Nella pratica, i costi politici di un coinvolgimento della Repubblica Islamica sono troppo elevati: da un lato, sull’Amministrazione Obama grava il peso di relazioni diplomatiche colate a picco da quando l’aggressiva dialettica dell’immediato predecessore, sull’onda emotiva dei tragici eventi del 11 settembre, includeva l’Iran nel noto Asse del Male; dall’altro, entrerebbero in gioco le ambizioni nucleari e lo sviluppo del programma missilistico di Teheran su cui la comunità occidentale non sembra voler fare concessioni.

D’altra parte, il contenimento del fondamentalismo islamico non è questione di interesse esclusivo del mondo occidentale: si pensi agli effetti negativi di tale fenomeno sui rapporti tra le minoranze etnico-religiose e le autorità nella remota provincia dello Xinjiang cinese. Analogamente alla luce delle perduranti pretese della comunità cecena musulmana, la Russia sarebbe senz’altro interessata alla costruzione di uno Stato afghano stabile e dalla dirigenza moderata.

È evidente che sulle potenzialità di cooperazione poc’anzi accennate grava tutto il peso di interessi parziali e delle rivalità tra le potenze in campo. Non si può infatti trascurare né il valore dell’Asia Centrale quale fonte di materie prime, risorse minerarie ed energetiche (si consideri a tal riguardo i massicci investimenti cinesi per l’estrazione del rame nell’area di Aynak a soli trenta chilometri da Kabul) né il significato strategico della regione agli occhi degli attori globali desiderosi di assicurarsi il dominio fisico o l’influenza politica in quella porzione del pianeta.
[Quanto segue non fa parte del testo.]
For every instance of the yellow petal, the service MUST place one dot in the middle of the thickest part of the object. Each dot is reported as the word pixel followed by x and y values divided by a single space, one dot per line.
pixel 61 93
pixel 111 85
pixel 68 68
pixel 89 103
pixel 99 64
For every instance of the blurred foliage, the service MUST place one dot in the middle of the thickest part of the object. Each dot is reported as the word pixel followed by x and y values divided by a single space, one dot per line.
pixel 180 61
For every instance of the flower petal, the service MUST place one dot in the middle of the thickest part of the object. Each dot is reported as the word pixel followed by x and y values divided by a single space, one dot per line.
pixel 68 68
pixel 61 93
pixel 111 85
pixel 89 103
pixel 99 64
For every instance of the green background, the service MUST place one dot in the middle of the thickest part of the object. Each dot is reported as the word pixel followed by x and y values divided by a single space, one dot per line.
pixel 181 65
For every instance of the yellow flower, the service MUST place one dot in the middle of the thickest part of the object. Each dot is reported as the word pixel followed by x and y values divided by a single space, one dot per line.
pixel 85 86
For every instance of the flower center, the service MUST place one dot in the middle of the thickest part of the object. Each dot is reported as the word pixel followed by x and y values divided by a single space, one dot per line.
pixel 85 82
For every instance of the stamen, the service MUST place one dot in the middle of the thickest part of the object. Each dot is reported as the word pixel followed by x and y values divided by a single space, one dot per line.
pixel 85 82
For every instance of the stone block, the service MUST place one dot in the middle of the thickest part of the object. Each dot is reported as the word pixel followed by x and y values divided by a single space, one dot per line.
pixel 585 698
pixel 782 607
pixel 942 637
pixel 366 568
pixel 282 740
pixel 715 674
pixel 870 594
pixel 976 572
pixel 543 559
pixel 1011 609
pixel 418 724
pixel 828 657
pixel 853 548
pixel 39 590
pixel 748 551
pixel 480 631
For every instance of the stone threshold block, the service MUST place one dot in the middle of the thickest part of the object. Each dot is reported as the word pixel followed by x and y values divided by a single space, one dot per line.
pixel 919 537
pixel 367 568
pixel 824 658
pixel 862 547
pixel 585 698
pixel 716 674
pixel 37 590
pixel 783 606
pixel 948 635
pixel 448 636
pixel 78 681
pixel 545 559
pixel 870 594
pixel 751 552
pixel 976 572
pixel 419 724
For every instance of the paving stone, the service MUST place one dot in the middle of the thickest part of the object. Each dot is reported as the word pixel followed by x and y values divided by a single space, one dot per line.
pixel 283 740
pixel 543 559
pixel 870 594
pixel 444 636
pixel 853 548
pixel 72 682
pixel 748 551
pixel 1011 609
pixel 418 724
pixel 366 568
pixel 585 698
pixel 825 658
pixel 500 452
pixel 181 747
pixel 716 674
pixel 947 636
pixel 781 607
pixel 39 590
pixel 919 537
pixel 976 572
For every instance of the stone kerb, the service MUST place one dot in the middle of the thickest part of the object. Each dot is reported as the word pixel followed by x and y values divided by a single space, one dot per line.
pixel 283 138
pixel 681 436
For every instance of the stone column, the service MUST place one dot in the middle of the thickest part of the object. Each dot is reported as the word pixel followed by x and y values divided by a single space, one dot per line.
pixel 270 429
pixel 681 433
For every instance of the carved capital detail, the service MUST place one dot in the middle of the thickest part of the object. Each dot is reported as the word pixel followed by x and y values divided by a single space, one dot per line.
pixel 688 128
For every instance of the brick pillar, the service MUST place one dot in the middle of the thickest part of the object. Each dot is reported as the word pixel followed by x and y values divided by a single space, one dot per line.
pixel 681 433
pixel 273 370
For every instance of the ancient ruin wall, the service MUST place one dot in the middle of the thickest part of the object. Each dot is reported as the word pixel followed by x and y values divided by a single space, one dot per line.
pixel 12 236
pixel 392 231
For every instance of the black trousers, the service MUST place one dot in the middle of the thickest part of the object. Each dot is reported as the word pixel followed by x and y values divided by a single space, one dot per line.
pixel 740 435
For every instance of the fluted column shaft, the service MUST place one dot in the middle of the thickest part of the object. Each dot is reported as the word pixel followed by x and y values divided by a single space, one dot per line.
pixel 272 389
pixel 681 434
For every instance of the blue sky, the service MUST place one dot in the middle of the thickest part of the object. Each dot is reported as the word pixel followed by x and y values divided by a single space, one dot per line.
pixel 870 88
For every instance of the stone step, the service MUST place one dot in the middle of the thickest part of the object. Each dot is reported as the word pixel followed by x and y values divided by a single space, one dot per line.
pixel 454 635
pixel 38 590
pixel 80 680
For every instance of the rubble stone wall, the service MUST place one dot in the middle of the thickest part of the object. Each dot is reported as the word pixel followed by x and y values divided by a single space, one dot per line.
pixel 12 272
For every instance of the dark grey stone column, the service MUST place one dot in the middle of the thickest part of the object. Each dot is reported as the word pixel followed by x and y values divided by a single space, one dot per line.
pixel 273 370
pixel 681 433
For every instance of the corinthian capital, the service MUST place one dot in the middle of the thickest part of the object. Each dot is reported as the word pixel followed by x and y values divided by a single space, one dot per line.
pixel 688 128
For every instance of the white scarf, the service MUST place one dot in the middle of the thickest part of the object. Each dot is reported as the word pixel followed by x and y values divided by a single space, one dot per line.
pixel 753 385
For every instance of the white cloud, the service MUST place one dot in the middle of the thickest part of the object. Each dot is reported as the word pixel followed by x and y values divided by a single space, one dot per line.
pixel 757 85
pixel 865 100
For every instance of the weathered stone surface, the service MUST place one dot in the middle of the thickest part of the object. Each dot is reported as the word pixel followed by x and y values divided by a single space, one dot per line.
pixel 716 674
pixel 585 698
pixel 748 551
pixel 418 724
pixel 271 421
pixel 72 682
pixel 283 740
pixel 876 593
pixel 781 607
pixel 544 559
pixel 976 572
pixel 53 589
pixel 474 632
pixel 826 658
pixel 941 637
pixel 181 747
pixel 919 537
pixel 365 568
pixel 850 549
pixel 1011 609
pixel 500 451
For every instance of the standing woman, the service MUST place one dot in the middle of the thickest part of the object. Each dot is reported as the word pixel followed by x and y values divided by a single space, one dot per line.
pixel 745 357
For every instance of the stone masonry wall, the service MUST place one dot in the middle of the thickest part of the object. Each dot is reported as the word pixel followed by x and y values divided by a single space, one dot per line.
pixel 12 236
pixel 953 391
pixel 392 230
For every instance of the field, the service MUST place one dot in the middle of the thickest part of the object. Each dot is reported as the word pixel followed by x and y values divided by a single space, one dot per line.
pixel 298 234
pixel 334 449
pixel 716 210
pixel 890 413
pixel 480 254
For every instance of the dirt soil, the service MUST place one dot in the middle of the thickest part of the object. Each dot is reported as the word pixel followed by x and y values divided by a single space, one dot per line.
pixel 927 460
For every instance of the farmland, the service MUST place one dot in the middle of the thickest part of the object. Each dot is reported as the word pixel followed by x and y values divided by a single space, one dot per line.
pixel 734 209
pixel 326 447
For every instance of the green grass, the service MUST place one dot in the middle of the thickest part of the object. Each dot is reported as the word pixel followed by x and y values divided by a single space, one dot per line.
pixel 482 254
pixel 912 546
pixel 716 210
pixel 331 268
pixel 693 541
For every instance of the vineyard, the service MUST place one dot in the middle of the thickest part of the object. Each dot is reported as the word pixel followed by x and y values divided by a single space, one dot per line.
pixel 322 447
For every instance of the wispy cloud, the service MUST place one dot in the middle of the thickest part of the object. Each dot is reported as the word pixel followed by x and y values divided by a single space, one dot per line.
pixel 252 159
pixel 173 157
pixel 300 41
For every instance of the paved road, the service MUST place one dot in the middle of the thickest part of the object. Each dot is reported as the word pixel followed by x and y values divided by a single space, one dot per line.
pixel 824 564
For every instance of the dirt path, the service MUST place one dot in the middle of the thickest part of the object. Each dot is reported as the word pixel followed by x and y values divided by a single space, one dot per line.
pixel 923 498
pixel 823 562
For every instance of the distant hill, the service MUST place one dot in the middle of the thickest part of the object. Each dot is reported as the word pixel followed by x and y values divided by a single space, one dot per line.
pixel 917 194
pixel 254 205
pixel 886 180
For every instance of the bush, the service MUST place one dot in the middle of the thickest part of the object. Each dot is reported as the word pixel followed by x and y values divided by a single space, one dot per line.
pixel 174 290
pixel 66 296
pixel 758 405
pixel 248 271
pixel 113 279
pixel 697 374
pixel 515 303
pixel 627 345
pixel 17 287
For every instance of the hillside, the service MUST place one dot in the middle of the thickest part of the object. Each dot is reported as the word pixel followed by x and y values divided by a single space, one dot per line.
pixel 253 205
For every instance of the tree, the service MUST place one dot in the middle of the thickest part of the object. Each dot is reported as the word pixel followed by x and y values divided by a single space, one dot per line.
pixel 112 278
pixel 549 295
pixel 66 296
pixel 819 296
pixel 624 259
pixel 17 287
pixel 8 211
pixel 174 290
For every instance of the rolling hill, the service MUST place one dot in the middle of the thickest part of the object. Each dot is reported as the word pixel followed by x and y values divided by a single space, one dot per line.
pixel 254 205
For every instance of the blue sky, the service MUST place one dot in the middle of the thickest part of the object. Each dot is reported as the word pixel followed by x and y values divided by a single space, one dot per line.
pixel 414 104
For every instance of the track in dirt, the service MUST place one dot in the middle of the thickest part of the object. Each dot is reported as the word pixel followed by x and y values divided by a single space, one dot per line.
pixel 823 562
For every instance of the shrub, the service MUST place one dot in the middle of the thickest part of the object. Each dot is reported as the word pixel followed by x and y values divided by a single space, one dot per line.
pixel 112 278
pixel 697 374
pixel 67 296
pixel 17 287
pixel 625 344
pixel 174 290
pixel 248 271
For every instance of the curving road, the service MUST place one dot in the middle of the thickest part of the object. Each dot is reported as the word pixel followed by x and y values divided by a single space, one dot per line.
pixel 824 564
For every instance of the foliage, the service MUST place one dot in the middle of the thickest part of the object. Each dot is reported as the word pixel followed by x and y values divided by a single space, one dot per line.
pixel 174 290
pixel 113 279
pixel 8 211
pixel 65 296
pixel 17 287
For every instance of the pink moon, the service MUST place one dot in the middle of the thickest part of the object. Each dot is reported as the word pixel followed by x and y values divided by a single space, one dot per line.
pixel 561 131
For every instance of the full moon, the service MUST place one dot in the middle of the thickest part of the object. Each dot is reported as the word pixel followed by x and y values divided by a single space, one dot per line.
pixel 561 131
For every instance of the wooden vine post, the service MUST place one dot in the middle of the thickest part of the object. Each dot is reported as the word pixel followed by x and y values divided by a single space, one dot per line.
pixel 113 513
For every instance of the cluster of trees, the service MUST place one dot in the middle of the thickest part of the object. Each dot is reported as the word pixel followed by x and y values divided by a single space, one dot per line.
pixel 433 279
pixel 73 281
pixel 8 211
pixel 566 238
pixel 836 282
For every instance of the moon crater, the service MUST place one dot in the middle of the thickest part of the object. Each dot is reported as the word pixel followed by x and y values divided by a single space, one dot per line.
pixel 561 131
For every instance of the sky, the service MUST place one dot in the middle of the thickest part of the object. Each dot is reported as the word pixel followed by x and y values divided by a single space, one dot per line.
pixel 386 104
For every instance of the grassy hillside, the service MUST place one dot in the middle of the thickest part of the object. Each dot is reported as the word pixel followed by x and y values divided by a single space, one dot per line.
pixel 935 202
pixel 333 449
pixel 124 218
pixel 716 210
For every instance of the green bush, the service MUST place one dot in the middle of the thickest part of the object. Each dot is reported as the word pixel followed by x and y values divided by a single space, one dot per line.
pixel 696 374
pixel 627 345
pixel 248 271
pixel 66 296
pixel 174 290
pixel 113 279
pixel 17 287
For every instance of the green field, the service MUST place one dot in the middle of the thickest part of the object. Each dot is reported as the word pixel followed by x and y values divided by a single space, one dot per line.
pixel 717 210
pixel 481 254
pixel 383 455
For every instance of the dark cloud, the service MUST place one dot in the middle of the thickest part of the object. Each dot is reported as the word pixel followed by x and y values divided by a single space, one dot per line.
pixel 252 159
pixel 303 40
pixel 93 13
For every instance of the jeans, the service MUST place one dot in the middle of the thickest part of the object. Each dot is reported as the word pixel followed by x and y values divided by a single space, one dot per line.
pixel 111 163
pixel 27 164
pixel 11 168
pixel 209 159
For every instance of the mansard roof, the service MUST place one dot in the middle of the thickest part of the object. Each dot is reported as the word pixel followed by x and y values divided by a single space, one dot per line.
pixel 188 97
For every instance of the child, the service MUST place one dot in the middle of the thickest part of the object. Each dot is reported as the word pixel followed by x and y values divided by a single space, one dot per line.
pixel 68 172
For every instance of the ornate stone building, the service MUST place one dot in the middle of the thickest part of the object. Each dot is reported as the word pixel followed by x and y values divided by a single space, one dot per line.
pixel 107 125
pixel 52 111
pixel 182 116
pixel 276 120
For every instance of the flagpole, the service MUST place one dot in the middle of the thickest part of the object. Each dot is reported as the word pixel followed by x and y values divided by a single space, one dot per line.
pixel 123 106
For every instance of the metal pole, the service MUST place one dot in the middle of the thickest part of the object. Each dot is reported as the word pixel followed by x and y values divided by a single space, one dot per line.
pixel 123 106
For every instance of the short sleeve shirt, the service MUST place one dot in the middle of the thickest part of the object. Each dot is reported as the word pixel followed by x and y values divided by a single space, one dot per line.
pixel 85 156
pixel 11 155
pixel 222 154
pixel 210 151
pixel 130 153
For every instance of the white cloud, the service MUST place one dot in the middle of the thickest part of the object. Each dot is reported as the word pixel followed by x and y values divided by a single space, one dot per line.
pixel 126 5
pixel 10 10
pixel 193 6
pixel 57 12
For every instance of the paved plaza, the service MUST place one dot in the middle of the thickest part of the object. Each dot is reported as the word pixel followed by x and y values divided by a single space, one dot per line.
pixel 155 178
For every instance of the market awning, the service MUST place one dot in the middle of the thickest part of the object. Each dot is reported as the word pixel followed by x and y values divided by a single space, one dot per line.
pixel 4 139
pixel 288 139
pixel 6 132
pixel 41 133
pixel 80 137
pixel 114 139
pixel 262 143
Tale prospettiva ci rende quantomeno consapevoli degli ostacoli frapposti al raggiungimento di una stabilizzazione a lungo termine in Asia Centrale, laddove si voglia isolare la realtà afghana dal contesto che la circonda e dai portatori di interessi che bisognerebbe coinvolgere, anche a costo di dover ridimensionare le proprie aspettative, in cambio dell’appoggio necessario ad un equilibrio più duraturo.